E assim, novamente com combustível no tanque, o Galápagos navegou por cerca de mais dois dias até, finalmente, aportar em São Luís. Depois de refeito desse contratempo no mar, Leo respondeu a algumas perguntas do Minuto Náutico:

- O que você considera que foi fundamental para o seu salvamento?

O bom relacionamento e o espírito de todos velejadores do Brasil. Somos uma irmandade muito forte. Esse companheirismo foi fundamental para ajudar a minha família e providenciar o resgate. Tudo foi feito por velejadores, toda logística e execução foram realizadas por velejadores de vários lugares. Foi perfeito ver um catamarã como “navio de resgate”. Foi a imagem perfeita, e a primeira hora que aliviei a postura para manter a calma da companheira. Não teve jeito, comecei a chorar de emoção por ser um catamarã no resgate.

- Qual lição fica dessa história?

Que não é difícil voltar do Caribe para o Brasil direto. Poucas pessoas fazem essa rota na contramão. As ondas, correntes e ventos normalmente estão sempre contra, dificultando a volta ao Brasil. Este ano, outro veleiro antes de mim fez o mesmo trajeto e concluiu sem problemas. Então, dá para voltar na contramão, sim.

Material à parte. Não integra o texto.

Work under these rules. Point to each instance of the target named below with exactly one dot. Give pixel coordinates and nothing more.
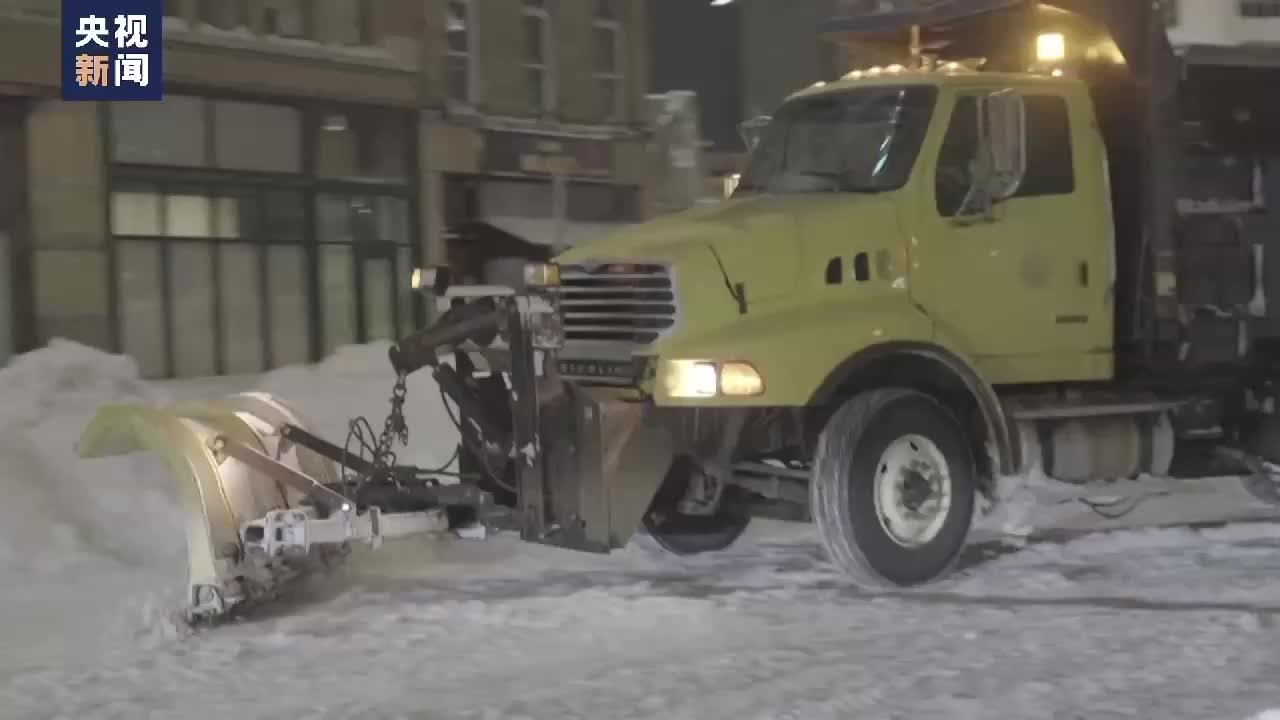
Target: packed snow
(1142, 623)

- Qual a situação atual e o futuro do seu veleiro?

Estamos em São Luís, no Maranhão. Estamos descansando do mar uns dias e vamos continuar descendo rumo a Angra dos Reis. Estamos aguardando uma posição da fábrica do veleiro para ver como será a contrapartida deles. Pois é um veleiro do ano 2015 e não era para ter acontecido essa quebra do mastro. Independentemente disso, o plano é colocar um mastro novo o mais breve possível e continuar as viagens no Brasil. Afinal, moramos a bordo, temos que manter a casa arrumada.

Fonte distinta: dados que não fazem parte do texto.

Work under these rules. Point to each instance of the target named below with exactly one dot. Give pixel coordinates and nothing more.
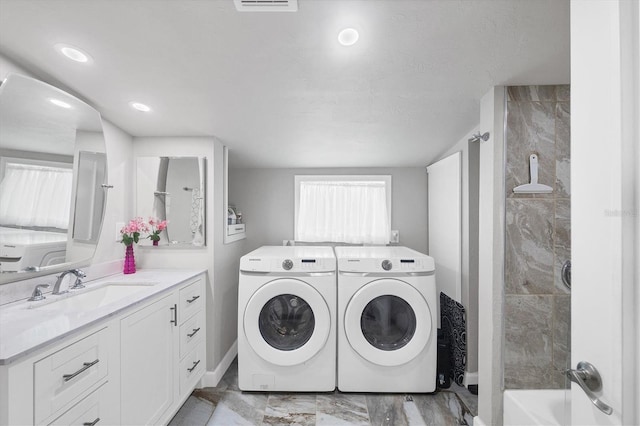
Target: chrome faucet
(78, 284)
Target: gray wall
(266, 199)
(537, 309)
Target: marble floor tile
(442, 408)
(225, 405)
(239, 408)
(386, 409)
(195, 411)
(341, 409)
(290, 409)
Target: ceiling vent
(266, 5)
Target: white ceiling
(277, 88)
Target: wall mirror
(53, 174)
(173, 189)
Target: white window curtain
(33, 196)
(352, 212)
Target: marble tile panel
(562, 332)
(529, 246)
(341, 409)
(562, 242)
(528, 339)
(386, 410)
(290, 409)
(533, 377)
(530, 129)
(194, 411)
(546, 93)
(239, 408)
(563, 150)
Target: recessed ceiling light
(59, 103)
(139, 106)
(348, 36)
(73, 53)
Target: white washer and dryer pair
(386, 320)
(380, 310)
(287, 319)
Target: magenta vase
(129, 261)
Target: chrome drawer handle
(174, 321)
(195, 364)
(194, 299)
(86, 366)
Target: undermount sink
(90, 299)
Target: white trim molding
(212, 378)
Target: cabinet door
(147, 362)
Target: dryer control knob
(387, 265)
(287, 264)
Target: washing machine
(386, 320)
(287, 319)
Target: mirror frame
(147, 183)
(10, 277)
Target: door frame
(604, 150)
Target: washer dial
(387, 265)
(287, 264)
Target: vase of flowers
(156, 226)
(130, 235)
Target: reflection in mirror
(173, 189)
(52, 167)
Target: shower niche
(173, 189)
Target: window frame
(340, 178)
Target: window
(33, 195)
(345, 209)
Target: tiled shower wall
(537, 304)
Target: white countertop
(28, 326)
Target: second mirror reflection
(173, 189)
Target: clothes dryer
(287, 319)
(386, 320)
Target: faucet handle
(37, 293)
(79, 276)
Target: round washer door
(287, 322)
(388, 322)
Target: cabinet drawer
(69, 374)
(192, 368)
(191, 332)
(191, 299)
(93, 410)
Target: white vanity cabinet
(134, 367)
(72, 382)
(147, 362)
(155, 376)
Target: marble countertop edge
(26, 328)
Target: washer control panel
(387, 265)
(287, 264)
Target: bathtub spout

- Você gostaria de acrescentar algo mais?

Fiquei sabendo dos irmãos que viabilizaram o resgate. Quero agradecer e não sei como retribuir essa ajuda. Obrigado a todos:

Torpedinho (Recife) e Délcio (Belém) - tomaram frente e organizaram o resgate.

André - organizou tudo no barco de resgate em São Luís.

César Mello - largou tudo em Belém, assumiu o barco como capitão e foi me resgatar de graça.

Hans (Recife) - assumiu todo o plano de posição de encontro e foi o porta-voz do grupo de resgate.

Lívio - se encarregou de organizar os instrumentos de comunicação para achar o Galápagos.

Toni - ofereceu seu avião para levar o capitão e instrumentos de Belém até São Luís.

Capitão Ferrari - sempre a postos com atualização das notícias aos grupos em geral.

Léo da Marina Aven (São Luís) - disponibilizou uma vaga para deixar o Galápagos após o resgate.

Lamartine - alugou seu catamarã para fazer o resgate.

Moacir e Márcia (São Luís) - disponibilizaram um veículo para organizarmos nossas coisas em São Luís.

E aos demais, que não mencionei aqui, pois ainda estamos nos atualizando sobre os fatos e pessoas que nos ajudaram direta ou indiretamente. Obrigado pelas mensagens de apoio e preocupações.